Lettre au Ministre de l'Intérieur pour la libération de Matalla

COMMUNIQUE DE PRESSE


Le 18 / 01 /04 un cas d’esclavage dans la ville de Zouérate a été signalé à notre organisation, SOS-Esclaves. La victime est un jeune homme répondant au nom MATALLA, âgé d’environ une vingtaine d’années. Matalla se trouvait dans la localité de Lemghaïty, située à environ 650 km de la ville de Zouérate à la frontière nord de la Mauritanie où il gardait un troupeau de chamelles appartenant à ses maîtres de la tribu de Rgueïbatt, fraction Selama. Fuyant ses maîtres qui menaçaient sa vie pour velléité de fuite à l’exemple de son grand frère qui a réussi à échapper à sa condition, il fut recueilli et protégé par des militaires en service, en accord avec le commandement.

Arrivé à Zouérate les militaires l’auraient confié sur instruction du gouverneur, le colonel Sidi Mohamed Ould Cheikh Ould Alem, à la gendarmerie où il est resté jusqu’au 20 janvier, date à laquelle il aurait été remis au commandant de la brigade de Bir Mogreine pour des raisons qui nous échappent toujours sur instruction du gouverneur. Mais le renvoi de Matalla à Bir Mogreine laisse à craindre qu’il soit remis à ses maîtres, au risque, pour lui, de subir des représailles pouvant entraîner des sévices irréparables. D’ailleurs redoutant de repartir avec ses maîtres, Matalla disait aux militaires auxquels ils s’était confié : « qu’il préfère mourir en leur présence pour qu’ils l’enterrent correctement, ce que ne ferons pas ses maîtres ».

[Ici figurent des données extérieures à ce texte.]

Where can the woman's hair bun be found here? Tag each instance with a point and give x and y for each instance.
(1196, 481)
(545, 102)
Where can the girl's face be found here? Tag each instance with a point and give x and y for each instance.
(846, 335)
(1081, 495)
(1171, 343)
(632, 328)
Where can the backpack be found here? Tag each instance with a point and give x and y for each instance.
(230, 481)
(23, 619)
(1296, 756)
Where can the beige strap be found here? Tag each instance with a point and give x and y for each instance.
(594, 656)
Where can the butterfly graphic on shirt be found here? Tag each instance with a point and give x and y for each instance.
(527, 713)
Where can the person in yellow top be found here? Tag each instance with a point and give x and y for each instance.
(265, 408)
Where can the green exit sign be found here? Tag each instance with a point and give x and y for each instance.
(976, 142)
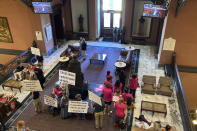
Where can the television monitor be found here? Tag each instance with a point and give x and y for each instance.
(151, 10)
(42, 7)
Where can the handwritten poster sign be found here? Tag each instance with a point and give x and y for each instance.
(38, 35)
(169, 44)
(116, 98)
(77, 107)
(94, 97)
(67, 77)
(50, 101)
(31, 85)
(35, 51)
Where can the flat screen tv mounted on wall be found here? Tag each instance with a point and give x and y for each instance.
(42, 7)
(157, 11)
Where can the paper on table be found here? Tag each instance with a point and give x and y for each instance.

Selon les informations que nous avons pu recueillir ce jeune homme a laissé derrière lui une famille de onze membres : sa mère, ses trois sœurs et ses sept frères dont la plupart est en bas âge. Il indique en fait que toute sa famille est soumise à l’esclavage dans ses formes les plus horribles (aucun enfant n’a un père, aucune instruction ne leur est donnée, ils sont soumis au travail forcé et à l’exploitation des enfants…). Il ajoute que son frère Ethmane a fui il y a deux ou trois ans et qu’il espère le retrouver à Zouérate.

Depuis que le jeune Matalla est renvoyé à Bir Mogreine toutes les tentatives de SOS Esclaves pour entrer en contact avec le gouverneur du Tiris Zemour sont demeurées vaines.

SOS-Esclaves :

-exprime ses vives préoccupations sur le sort de Matalla et les onze autres membres de sa famille, surtout que notre pays vient d’adopter une loi interdisant la traite des personnes pour assurer la répression de telles pratiques, il s’agit de la loi N° 2003-025 en date du 17 juillet 2003 ;
-demande aux autorités administratives et militaires d’intervenir afin que Matalla et les siens retrouvent immédiatement leur liberté et qu’ils bénéficient d’une assistance permettant leur insertion dans la société et l’exercice de leurs droits civiques.

Nouakchott le 31 janvier 2004
Pour le Bureau Exécutif le Président,
Boubacar Messaoud

Organisation anti – esclavagiste, pour la Défense et la Promotion des Droits Humains.
Observateur auprès de la Commission Africaine des Droits de l'Homme et des peuples.